Prix
Le Prix Donna-Strickland du CRSNG soulignant les retombées sociales de la recherche en sciences naturelles et en génie récompense chaque année une personne ou une équipe dont les travaux de recherche remarquables en sciences naturelles ou en génie au Canada ont donné lieu à des bienfaits exceptionnels pour la société, l’environnement ou l’économie du pays.
Les bienfaits exceptionnels peuvent toucher une ou plusieurs sphères interdépendantes de la vie canadienne, par exemple :
- améliorations apportées à des procédures particulières dans la société (p. ex. lois, règlements, protocoles);
- promotion de nouveaux angles d’attaque des problèmes sociaux;
- améliorations de la qualité de vie;
- contribution au débat public;
- améliorations à l’élaboration de politiques;
- réduction des déchets et de la pollution;
- protection des espèces;
- réduction de l’incidence des polluants sur les écosystèmes et les êtres humains;
- améliorations apportées à l’exploitation durable des ressources;
- protection des écosystèmes;
- réduction de l’incidence des changements climatiques;
- contribution à la croissance économique et à la création de richesses;
- lancement d’une technologie de rupture;
- création d’un nouveau secteur industriel.

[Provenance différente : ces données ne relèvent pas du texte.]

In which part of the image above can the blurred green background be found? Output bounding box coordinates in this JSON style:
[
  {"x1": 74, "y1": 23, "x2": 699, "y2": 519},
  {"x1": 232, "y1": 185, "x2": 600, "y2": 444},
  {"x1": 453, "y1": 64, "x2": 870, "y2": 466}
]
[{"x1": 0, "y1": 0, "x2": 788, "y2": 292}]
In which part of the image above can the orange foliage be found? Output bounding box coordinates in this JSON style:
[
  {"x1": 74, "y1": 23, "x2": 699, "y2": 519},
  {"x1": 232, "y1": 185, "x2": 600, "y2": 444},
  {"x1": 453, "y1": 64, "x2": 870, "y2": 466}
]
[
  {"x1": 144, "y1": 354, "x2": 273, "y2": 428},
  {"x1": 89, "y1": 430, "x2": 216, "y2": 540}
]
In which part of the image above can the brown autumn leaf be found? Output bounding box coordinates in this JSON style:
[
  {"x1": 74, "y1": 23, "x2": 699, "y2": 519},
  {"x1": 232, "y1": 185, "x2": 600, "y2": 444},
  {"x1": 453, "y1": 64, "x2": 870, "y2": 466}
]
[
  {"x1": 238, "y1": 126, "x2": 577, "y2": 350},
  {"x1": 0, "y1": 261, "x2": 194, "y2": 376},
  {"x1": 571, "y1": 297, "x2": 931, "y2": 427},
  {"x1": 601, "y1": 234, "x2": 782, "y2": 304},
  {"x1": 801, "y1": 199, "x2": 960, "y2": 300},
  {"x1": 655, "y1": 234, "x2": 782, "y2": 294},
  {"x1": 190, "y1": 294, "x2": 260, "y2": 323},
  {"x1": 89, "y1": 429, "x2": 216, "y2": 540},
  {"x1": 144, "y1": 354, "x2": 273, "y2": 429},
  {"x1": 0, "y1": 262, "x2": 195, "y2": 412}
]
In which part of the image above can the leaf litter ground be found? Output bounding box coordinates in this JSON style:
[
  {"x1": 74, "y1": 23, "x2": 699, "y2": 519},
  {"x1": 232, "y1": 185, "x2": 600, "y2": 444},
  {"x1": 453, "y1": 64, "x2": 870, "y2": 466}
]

Le matin du 2 octobre 2018, Donna Strickland a reçu l’appel téléphonique dont tous les chercheurs rêvent, mais auquel ils ne s’attendent pas : elle venait de recevoir le prix Nobel de physique 2018 pour ses travaux de recherche sur l'amplification par dérive de fréquence (chirped pulse amplification). Elle partage ce prix avec Gérard Mourou (Université du Michigan), son directeur de recherche au doctorat, et Arthur Ashkin (Bell Laboratories).
Mme Strickland est née le 27 mai 1959 à Guelph (Ontario), au Canada. Elle a obtenu un baccalauréat en génie à la McMaster University et un doctorat en optique à la University of Rochester, dans l’État de New York. C’est à cette dernière université qu’elle a entrepris avec M. Mourou les travaux qui allaient lui valoir le prix Nobel. Ces travaux ont mené à la découverte d’une méthode permettant de créer des impulsions laser ultracourtes et de très haute énergie, ce qui a radicalement transformé l’utilisation des lasers.
Après avoir obtenu son doctorat, Mme Strickland a été nommée attachée de recherches au Conseil national de recherches du Canada, puis a travaillé comme physicienne au Lawrence Livermore National Laboratory pour ensuite intégrer le personnel technique de la Princeton University.
En 1997, Mme Strickland a commencé à travailler à la University of Waterloo à titre de professeure adjointe au département de physique et d’astronomie. Elle y a rapidement établi un groupe de recherche sur les lasers ultrarapides qui se consacre au développement de systèmes laser de haute intensité pour utilisation dans le domaine de l'optique non linéaire.
Tout au long de sa carrière, Mme Strickland a reçu plusieurs prix et bourses, notamment la bourse de recherche Sloan, le Prix du premier ministre pour l’excellence en recherche, le prix Cottrell Scholar et le prix Golden Plate de l’American Academy of Achievement. Elle est membre de l’organisation The Optical Society (États‑Unis), de la Société royale du Canada, de la Royal Society (Royaume-Uni) et de l’organisation internationale SPIE (International Society for Optics and Photonics). Elle est également membre honoraire de l’Académie canadienne du génie et de l’Institute of Physics (Royaume-Uni) ainsi que membre étrangère de la National Academy of Sciences (États‑Unis).
Mme Strickland est aujourd’hui professeure titulaire à la University of Waterloo. Elle est la première Canadienne et la troisième femme à remporter le prix Nobel de physique. Sa découverte de l'amplification par dérive de fréquence a profondément changé la façon dont nous utilisons les lasers dans les soins de santé et le développement de matériaux ainsi que la compréhension que nous avons de la physique fondamentale. Les applications de cette découverte dans les domaines industriel et médical comprennent le traitement du cancer, la chirurgie oculaire au laser, l’usinage précis de matériaux comme le verre servant à protéger les téléphones intelligents ainsi que l'imagerie ultrarapide des processus moléculaires.
En plus d’être respectée pour sa contribution remarquable à la recherche et les incidences importantes de ses travaux sur la société, Mme Strickland continue d’être reconnue pour le leadership et la passion dont elle fait preuve en encourageant les jeunes à se lancer dans les disciplines STIM (science, technologie, ingénierie et mathématiques) et à faire carrière en recherche.
L’information contenue dans ce document d’information est tirée en grande partie du profil et de la proposition de prix publiés par la University of Waterloo et de l’annonce du prix Nobel.